Deadly Mansplain (Halloween 2015)

I read this story on Halloween at my favorite open mic, Saturday Night Special. 

 “Before we get too involved,” she said, “there are some things I need to tell you. There are things you don’t know about me. I have a secret.”

“I’ve got it,” he said, like it was a quiz. “You’re afraid of commitment.”

“What?” She said. “No.”

“Also I’m guessing you’ve been in some bad relationships. Maybe some abuse. That’s why you’re so insecure.”

Abuse? Insecure? Her?

“I’m not insecure,” she said. “I mean, am I?”

“It’s okay, babe,” he said. “All the women I’m attracted to are insecure. It’s probably something about me.”

She wanted to say, do you know who you’re talking to? She wanted to say, you wouldn’t talk to a man this way, would you? She looked at the soft spot where his jawline met his neck, the pale skin, the soft, dark stubble. That spot was the main reason she hadn’t brushed him off a million times in the last two months they’d been dating.

“Do you want to hear it or not,” she asked.

“Yeah, sure, babe,” he said. “Of course.”
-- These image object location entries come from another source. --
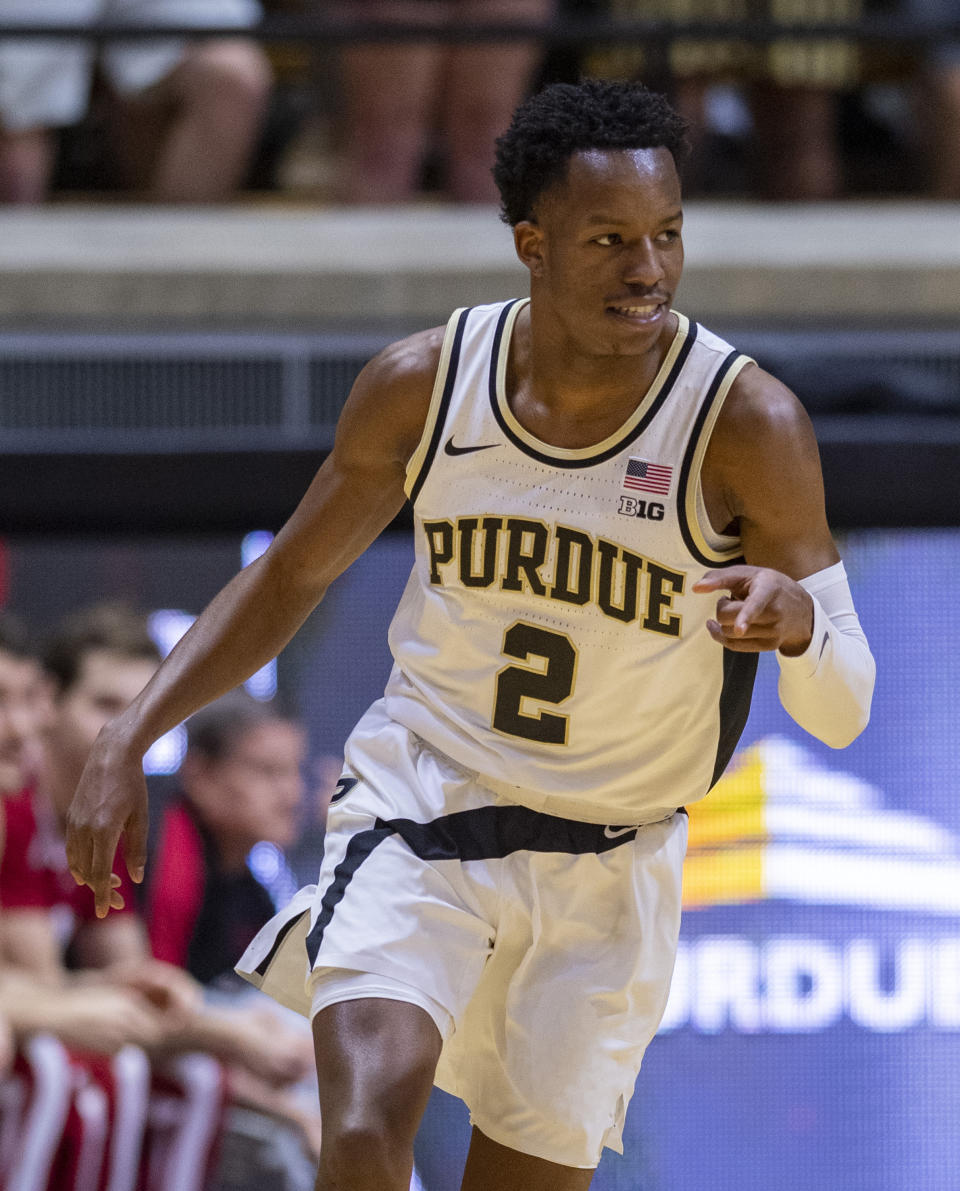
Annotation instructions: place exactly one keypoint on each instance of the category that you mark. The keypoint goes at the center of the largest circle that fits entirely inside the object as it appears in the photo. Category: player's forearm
(243, 628)
(829, 687)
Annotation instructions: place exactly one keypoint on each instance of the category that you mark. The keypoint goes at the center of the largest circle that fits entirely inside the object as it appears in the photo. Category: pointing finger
(135, 843)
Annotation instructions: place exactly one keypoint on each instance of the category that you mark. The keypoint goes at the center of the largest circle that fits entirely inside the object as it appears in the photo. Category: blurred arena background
(169, 380)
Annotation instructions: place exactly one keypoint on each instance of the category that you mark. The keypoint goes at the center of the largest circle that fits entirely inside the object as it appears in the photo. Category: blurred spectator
(403, 99)
(57, 1104)
(791, 88)
(98, 662)
(23, 704)
(185, 117)
(242, 785)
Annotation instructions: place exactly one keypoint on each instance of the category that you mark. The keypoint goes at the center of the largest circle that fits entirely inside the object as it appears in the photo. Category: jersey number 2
(547, 678)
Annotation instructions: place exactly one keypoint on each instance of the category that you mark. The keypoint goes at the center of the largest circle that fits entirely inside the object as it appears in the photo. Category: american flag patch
(648, 476)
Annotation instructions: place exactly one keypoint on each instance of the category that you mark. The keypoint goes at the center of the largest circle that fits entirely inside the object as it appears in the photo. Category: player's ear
(528, 241)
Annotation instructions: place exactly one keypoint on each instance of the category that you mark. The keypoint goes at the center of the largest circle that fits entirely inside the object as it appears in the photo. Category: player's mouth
(640, 313)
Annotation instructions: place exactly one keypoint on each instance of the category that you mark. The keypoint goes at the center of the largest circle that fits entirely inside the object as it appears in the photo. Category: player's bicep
(360, 487)
(779, 482)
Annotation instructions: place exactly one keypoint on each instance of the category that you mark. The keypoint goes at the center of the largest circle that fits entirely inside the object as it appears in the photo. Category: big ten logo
(647, 510)
(796, 985)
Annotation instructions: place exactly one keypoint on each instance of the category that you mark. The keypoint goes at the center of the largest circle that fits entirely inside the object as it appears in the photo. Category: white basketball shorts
(45, 83)
(541, 947)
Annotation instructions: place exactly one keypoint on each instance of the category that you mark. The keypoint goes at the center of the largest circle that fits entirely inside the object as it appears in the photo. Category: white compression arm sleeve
(828, 687)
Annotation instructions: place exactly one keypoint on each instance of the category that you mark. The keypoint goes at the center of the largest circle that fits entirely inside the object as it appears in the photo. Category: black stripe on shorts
(487, 833)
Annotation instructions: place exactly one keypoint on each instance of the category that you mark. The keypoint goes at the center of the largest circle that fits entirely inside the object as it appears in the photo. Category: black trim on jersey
(487, 833)
(739, 674)
(444, 405)
(591, 461)
(687, 463)
(261, 968)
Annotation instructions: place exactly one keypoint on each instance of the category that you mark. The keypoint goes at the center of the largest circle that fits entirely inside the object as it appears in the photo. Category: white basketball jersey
(548, 637)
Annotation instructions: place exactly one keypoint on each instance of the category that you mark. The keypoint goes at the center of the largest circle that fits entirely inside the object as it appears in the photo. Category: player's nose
(643, 267)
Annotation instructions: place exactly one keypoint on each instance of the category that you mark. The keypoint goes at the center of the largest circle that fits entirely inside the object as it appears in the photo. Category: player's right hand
(110, 802)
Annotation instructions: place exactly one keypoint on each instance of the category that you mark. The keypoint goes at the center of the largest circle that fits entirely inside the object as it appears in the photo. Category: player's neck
(568, 398)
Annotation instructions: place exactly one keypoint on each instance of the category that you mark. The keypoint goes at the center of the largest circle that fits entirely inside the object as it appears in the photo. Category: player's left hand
(765, 610)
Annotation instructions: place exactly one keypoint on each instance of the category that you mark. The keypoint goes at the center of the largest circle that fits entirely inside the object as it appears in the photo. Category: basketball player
(499, 899)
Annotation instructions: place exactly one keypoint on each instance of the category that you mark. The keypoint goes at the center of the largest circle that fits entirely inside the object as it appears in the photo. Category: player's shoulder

That muscle running thick down the side of his neck. The meatiness of it. The delicious solidity of a grown man, the kind of man who lifted weights three days after work and both days on the weekend. It brought out that thing in her, that primal, hidden thing that the world must never know of.

“Lay it on me,” he said.

She hushed her voice. The room dimmed, and a crackle of electricity filled the air outside the window.

“I am Adrasteia,” she said. “Immortal queen of darkness, perpetual sovereign of the night, undying monarch of the underworld.”

Thunder crash.

“Wait, what,” he said.

“A vampire,” she said.

“You’re shitting me.” His Adam’s apple bobbed indignantly under that soft, thin skin.

She snarled one side of her lip, flashed demon-yellow eyes, showed him the deadly sharpness of her canine tooth.

“That’s like a metaphor,” he said.

“It’s not a metaphor,” she said. “It’s literal. I’m literally a vampire.”

“Right, I was just telling my buddy that. I was like, this girl I’ve been seeing, she’s literally a vampire.”

“But you didn’t mean literally,” she said.

“It’s a metaphor for feeling invisible,” he said. “Like how vampires don’t show up in the mirror.”

“I don’t feel invisible,” she said.

“And how you always come out all awkward in photos, like you don’t know what to do with your face.”

“What?”

“The vampire metaphor,” he said. “Vampire is a metaphor for invisible or no one really sees you. It’s in that novel The Woman Warrior.

“When did you read a novel?” she asked.

“In college.”

“You’re remembering it wrong.” She straightened her long, silk-lined cloak, ran her fingers through her hair so her widow’s peak looked extra widowy. “Vampire is not a metaphor for invisible. You’re thinking of ghosts.”

“I’m not thinking of ghosts.” He touched his neck, brushing away a strand of shaggy hair. “We’re just going to have to agree to disagree.”

“No, we’re not,” she said. “I’m a vampire and you’re not, so you can’t tell me what vampires are and aren’t a metaphor for. You’re not an expert on everything.”

“Okay, miss vampire. Why don’t you tell me. What is vampire a metaphor for?”

His dark sweater had little holes in the weave, she realized. Through them, she could see the swell of his collarbone.

“Violent physical appetites,” she said.

He opened his mouth to argue, but she covered it with one long-clawed hand. She used the other hand to pull his head back. There it was, the soft neck. She stretched the skin tight over the small blue veins and took took a long, satisfying bite, savoring the thickness of his blood, the heavy smell of laundry detergent and unearned confidence.